Cet appel solennel et pathétique tomba au moment où les Algériens étaient invités à se prononcer sur le projet de Charte pour la paix et la réconciliation nationale proposée à l’époque par le président de la République. Ce fut un appel désespéré et empreint de quelque ingénuité du fait qu’il ne s’encombrait pas de vision politicienne. La tonalité respire une profonde sincérité et exprime le cri du cœur d’un nationaliste écœuré et excédé par l’instrumentalisation de la religion à des fins politiques. Il se voulait direct et simple :  » Le fait d’ériger l’islam en religion d’État est une aberration, une erreur monumentale qui, pratiquement, assure le droit à celui qui est au pouvoir d’user et d’abuser en bonne conscience. L’islam ne doit pas être la religion de l’État. Il ne peut pas être la religion de l’État « , déclarait Mohamed Mechati. Il rappela, dans ce contexte, des faits d’histoire où les trois premiers khalifes de l’Islam ont été assassinés pour des raisons politiques.
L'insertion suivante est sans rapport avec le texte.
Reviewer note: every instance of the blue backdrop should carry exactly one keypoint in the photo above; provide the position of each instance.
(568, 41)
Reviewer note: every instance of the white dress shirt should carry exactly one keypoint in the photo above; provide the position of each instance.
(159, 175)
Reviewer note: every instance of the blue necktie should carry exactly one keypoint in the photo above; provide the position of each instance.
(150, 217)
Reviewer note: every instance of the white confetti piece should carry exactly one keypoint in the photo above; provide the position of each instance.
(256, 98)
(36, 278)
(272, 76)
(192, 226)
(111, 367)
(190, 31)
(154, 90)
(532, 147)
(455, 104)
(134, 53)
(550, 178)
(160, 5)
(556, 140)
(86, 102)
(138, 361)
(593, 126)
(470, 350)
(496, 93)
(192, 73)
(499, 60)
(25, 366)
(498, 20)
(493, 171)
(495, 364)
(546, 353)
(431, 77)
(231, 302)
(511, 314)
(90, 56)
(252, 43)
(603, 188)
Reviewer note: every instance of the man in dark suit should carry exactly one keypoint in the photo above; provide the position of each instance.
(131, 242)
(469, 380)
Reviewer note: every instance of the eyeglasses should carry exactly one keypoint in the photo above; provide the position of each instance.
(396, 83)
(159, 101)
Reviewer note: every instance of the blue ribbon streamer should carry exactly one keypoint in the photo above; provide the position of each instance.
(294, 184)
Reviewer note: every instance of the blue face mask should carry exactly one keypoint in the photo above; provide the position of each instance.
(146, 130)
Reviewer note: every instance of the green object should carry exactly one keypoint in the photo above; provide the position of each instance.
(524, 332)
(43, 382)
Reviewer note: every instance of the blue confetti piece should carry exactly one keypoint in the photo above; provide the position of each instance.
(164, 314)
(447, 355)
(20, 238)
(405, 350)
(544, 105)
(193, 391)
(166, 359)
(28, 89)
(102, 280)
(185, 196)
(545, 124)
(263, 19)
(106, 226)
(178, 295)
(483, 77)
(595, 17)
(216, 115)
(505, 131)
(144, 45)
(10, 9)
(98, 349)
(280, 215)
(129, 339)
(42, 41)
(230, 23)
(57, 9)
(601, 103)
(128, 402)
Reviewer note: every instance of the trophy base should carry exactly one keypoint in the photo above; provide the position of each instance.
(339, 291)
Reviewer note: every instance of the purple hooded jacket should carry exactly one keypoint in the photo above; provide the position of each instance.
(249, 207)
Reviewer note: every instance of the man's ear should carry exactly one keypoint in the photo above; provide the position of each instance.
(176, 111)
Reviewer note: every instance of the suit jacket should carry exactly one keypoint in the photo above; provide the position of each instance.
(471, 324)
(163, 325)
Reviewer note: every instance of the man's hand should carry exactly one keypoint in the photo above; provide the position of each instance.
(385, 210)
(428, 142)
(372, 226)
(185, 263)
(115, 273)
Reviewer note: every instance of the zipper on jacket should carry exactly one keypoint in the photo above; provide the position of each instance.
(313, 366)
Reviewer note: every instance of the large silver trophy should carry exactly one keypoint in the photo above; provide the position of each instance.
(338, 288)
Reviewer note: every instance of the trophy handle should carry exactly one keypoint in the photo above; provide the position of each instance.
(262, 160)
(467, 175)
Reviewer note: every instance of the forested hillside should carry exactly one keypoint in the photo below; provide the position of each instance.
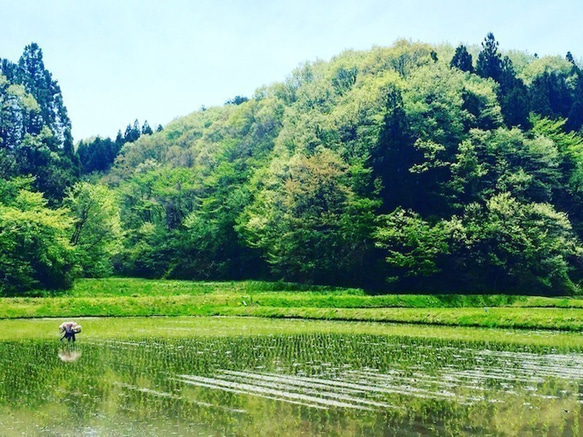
(412, 168)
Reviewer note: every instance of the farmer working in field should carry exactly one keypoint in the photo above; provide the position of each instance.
(69, 329)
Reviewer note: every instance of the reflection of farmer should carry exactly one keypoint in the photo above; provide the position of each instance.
(68, 355)
(69, 329)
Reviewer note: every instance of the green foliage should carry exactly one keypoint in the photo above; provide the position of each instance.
(402, 163)
(308, 220)
(34, 247)
(97, 230)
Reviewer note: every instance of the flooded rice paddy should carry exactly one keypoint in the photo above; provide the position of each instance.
(154, 377)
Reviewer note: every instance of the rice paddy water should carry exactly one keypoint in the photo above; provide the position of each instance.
(243, 376)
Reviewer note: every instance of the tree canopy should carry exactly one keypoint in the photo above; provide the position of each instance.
(411, 167)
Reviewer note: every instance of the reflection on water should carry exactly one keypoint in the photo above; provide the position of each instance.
(305, 384)
(69, 355)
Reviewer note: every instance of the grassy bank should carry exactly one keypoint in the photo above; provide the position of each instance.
(116, 297)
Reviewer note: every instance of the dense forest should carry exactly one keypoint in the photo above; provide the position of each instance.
(411, 168)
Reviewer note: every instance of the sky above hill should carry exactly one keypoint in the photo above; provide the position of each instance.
(121, 60)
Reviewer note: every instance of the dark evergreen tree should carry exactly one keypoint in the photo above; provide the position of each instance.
(394, 155)
(132, 132)
(550, 95)
(462, 60)
(489, 63)
(575, 119)
(146, 129)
Errements de la modernité politique

Au lieu, comme l’exige la modernité politique, que les acteurs politiques s’affrontent sur l’arène à base de programmes sociaux et économiques, l’on se trouve réduit à jouer à ‘’qui est plus musulman que l’autre ?’’ et ‘’qui est sur la vraie voie de l’islam ?’’. L’Islam étant religion d’État, les organisations politiques en compétition se sentent en droit de proposer, à qui mieux mieux, de prendre en charge un élément fondamental des attributs de l’État. Comme le constate l’auteur Mohamed Mechati, le ver est dans le fruit. L’argument est mal fondé de vouloir interdire aux autres ce dont nous nous arrogeons le droit d’user et d’abuser. La gestion moderne de l’économie et de la société- que la mondialisation en cours est en train de baliser- proscrit toute forme de traitement et de distinction sur la base de la religion. Le peuple ne devrait pas être pris en tant que magma de croyants mais en tant que citoyens affranchis.

Quant à s’adresser aux intellectuels pour prendre en charge une noble notion qui a pour nom la laïcité il y a peut-être lieu de rappeler ici le poids négligeable de l’ ‘’intelligentsia’’ algérienne au sein de la société. Des raisons historiques ont fait que cette couche est laminée : les purges de la révolution, la prise du pouvoir dès l’indépendance par une caste et, enfin, la série d’assassinats commis par les intégristes sur la fine fleur de la culture algérienne dans les années 1990. Au début de l’ ‘’ouverture démocratique’’ de 1989, des partis et personnalités se réclamant de la mouvance démocratique avaient lancé le débat sur la laïcité. Mais, c’était compter sans les pesanteurs et les retards historiques qui ont obéré les chances de l’éclosion d’un vrai débat, et surtout sans les manœuvres interlopes qui préparaient le courant intégriste à la gestion des affaires du pays. Il n’en demeure pas moins que, quels que soient les retards et les incompréhensions qui en graveraient le processus, l’avenir de la gestion des affaires publiques et de la promotion de la citoyenneté passera indubitablement par la sécularisation de l’acte et de la conduite politiques. La politique étant, étymologiquement, l’art de gérer la cité il serait sans doute malaisé de trouver des ‘’prototypes’’ de gouvernance dans les messages révélés pour réussir un tel exercice. Au contraire, des tentatives de fonder la gestion politique d’une cité ou d’un pays sur des bases religieuses ont donné naissance à diverses perversions, à maints anathèmes et différentes guerres. Les épreuves que sont en train d’endurer les peuples musulmans du Maroc jusqu’en Indonésie relèvent-elles des lois terrestres dictées par le mouvement de l’histoire et les rapports de forces en présence ou seraient-elles une conséquence d’hypothétiques ordonnances célestes ?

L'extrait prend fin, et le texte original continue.